Room acoustics


How about a thread on room acoustics and ways to improve the in-room performance of your system and its speakers? Subjects covered could be the physics of room response, measurement of response in your own room, and how to deal with imperfections, above and below the Schroeder frequency, like damping, bass traps, speaker positioning, (multiple) subwoofers, and dsp equalization. Other subjects could be how to create a room with lower background noise for greater dynamic range, building construction, or what to do in small rooms.
I am a bit busy just now, but as soon as I have time I will try to kick off with some posts and links.
willemj

Showing 3 responses by geoffkait


ronniemo
Yes, Room acoustics play an invaluable role in listening pleasure. I bought a pair of used speakers listening to them in a acoustically professionally treated room, took them home and wasn’t even close. They are good speakers but not as good as what I had heard. I was buying them on what I had heard their in their room. So you have to be aware of that when buying equipment. When it comes to room acoustics just read and learn on how to make room sound better. Unless you have 20 or so grand and get it done professionally. Enjoy the music!!!

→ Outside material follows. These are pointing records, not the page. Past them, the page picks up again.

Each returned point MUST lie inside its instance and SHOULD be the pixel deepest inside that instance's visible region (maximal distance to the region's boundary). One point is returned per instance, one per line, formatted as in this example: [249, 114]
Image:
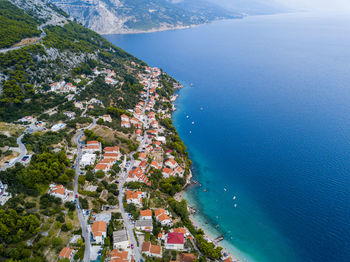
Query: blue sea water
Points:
[274, 129]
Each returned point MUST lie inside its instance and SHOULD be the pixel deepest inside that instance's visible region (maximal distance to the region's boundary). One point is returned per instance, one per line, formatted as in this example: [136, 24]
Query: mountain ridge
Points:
[135, 16]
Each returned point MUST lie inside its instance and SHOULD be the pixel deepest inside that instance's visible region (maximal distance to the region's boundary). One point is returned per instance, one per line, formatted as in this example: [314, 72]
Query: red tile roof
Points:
[175, 238]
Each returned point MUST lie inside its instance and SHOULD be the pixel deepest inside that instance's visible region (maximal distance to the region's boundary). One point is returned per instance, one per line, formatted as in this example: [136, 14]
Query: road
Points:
[123, 176]
[22, 150]
[83, 222]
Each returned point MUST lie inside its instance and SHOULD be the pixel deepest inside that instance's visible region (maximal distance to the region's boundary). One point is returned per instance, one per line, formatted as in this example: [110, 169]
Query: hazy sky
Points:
[318, 5]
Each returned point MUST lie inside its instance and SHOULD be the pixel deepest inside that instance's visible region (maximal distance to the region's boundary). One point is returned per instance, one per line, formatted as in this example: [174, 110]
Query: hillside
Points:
[87, 146]
[126, 16]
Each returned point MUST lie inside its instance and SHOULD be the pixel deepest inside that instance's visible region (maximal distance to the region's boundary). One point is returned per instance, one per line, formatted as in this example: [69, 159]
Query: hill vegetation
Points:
[15, 25]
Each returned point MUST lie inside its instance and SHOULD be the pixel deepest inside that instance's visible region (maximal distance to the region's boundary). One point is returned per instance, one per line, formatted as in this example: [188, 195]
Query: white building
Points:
[59, 191]
[57, 127]
[98, 230]
[120, 239]
[175, 241]
[87, 159]
[144, 225]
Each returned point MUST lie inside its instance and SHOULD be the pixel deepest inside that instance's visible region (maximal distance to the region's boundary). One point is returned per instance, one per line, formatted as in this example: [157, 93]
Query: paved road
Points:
[123, 175]
[83, 222]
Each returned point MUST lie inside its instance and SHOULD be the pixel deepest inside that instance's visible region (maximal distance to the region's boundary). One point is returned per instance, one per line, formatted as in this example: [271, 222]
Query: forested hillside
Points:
[15, 25]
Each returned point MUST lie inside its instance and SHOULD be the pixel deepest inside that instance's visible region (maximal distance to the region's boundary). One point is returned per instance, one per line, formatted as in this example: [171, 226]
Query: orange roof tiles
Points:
[58, 190]
[146, 213]
[98, 228]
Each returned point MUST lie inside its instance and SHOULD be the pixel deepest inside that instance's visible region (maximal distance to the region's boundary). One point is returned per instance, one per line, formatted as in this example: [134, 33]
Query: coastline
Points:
[166, 28]
[153, 30]
[198, 220]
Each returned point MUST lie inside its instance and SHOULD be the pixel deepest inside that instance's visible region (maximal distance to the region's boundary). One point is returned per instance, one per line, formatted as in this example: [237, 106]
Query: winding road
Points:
[83, 222]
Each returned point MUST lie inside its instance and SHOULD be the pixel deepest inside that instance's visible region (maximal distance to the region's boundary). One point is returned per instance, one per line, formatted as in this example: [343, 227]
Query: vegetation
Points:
[15, 25]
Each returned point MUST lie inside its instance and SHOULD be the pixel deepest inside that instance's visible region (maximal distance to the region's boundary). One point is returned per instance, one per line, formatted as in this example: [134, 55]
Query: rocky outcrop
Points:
[126, 16]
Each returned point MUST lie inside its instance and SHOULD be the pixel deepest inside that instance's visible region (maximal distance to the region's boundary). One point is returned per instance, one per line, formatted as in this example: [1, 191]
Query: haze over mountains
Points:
[129, 16]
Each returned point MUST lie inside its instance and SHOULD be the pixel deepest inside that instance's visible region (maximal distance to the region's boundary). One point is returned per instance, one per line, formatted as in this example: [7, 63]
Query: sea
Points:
[265, 114]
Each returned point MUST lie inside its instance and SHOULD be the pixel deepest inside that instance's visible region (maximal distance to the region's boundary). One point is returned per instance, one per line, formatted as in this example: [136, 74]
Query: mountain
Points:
[42, 45]
[76, 115]
[130, 16]
[253, 7]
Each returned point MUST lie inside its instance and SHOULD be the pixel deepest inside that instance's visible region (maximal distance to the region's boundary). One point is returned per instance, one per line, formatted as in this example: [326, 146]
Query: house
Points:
[152, 116]
[115, 156]
[179, 171]
[187, 257]
[106, 118]
[156, 165]
[138, 132]
[120, 256]
[108, 161]
[67, 253]
[157, 143]
[120, 239]
[98, 230]
[58, 127]
[175, 241]
[124, 118]
[161, 139]
[137, 174]
[102, 167]
[181, 230]
[144, 225]
[134, 121]
[167, 172]
[59, 192]
[162, 216]
[171, 163]
[125, 124]
[92, 147]
[154, 124]
[146, 214]
[134, 197]
[69, 114]
[87, 160]
[143, 165]
[142, 156]
[110, 149]
[151, 250]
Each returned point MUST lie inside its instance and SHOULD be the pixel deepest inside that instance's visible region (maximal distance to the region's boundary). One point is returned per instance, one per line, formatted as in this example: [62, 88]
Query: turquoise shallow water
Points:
[274, 129]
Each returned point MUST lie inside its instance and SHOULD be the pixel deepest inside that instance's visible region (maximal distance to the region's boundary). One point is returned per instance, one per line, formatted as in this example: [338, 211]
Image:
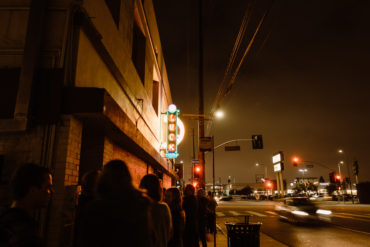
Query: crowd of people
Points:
[111, 211]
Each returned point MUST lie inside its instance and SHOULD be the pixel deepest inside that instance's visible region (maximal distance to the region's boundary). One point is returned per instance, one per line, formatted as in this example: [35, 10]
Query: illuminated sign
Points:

>>>>One can’t help wondering what other goodies the system you heard had going for it, lurking about, besides visible acoustic treatments. Perhaps things you couldn’t see. Super expensive cables, perhaps. Blue Fuses? Some quantum thingies. Things the OP would undoubtedly call oil of the snake. 🐍After all, they ARE trying to sell you something. Speakers or amps, or whatever. So it would behoove them to get the sound in the room as good as possible, you know to maximize the chance of a sale. On the other hand, there is a specialty audio store in this area that use to have a policy of no room treatments and no tweaks. The idea being they wanted to present the pure sound of the various components in the system. Which kind of doesn’t make any sense either.

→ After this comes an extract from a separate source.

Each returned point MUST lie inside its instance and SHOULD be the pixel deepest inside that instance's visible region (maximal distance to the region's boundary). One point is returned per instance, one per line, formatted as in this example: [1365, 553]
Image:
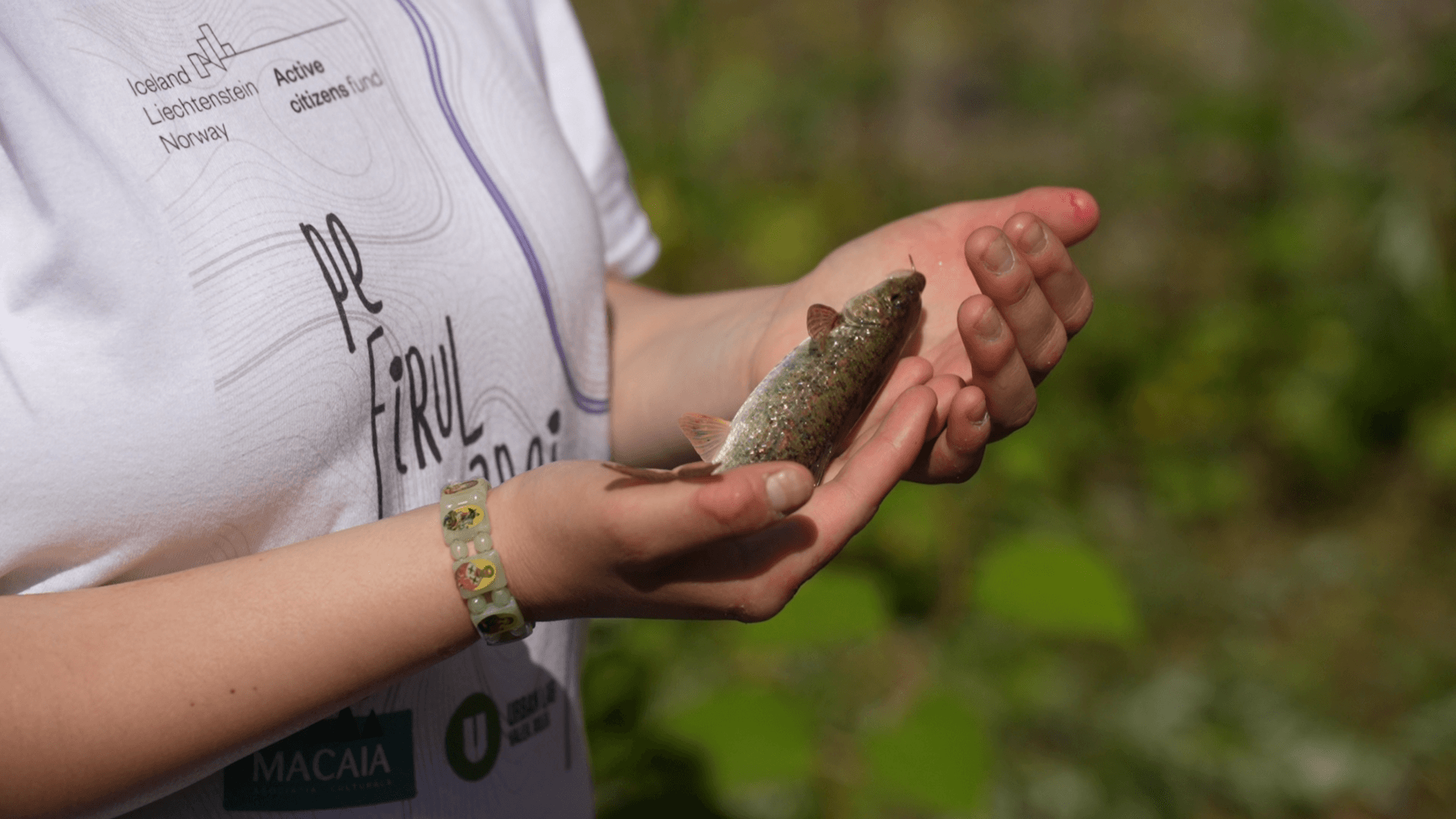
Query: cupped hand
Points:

My secret methodology for treating room anomalies. You need to find and map out all the sound pressure peaks in the room, incluing the 3 dimension space of the room. The most effective way to do this is using a test tone (s) and SPL meter. I select test tone(s) around 315 Hz or thereabouts since that frequency is very revealing, and effective, but you can use other frequencies, too. This will allow you to find all sound pressure peaks that are say, 6 dB (i.e., 4 times higher!) above the average sound pressure in the room. Generally speaking, these peaks will be found in room corners, at first reflection points and on the wall between the speakers, on the wall behind the listener but also at random and unexpected locations around the room, including in the 3D SPACE of the room. Sometimes right where the listening chair is located! 😧 All of those peaks 6 dB or higher act as "speakers" that interfere with the primary sound produced by the speakers. The objective is to reduce those peaks as much as possible - without producing side effects. But trying to treat the room by ear is a fool’s errand. It’s like trying to solve n simultaneous equations in n + x unknowns. Sure, you can do better than nothing but you will only find a local maximum, not the real maximum.

There are a great number of devices that can be employed to defeat the peaks once you’ve located them. I can vouch for Traps, Hemlholtz resonators, tiny little bowl acoustic resonators, crystals, Mpingo discs, Room Tunes Echo Tunes, Golden Sound’s Acoustic Discs, Skyline diffuser, but not (rpt not) SONEX.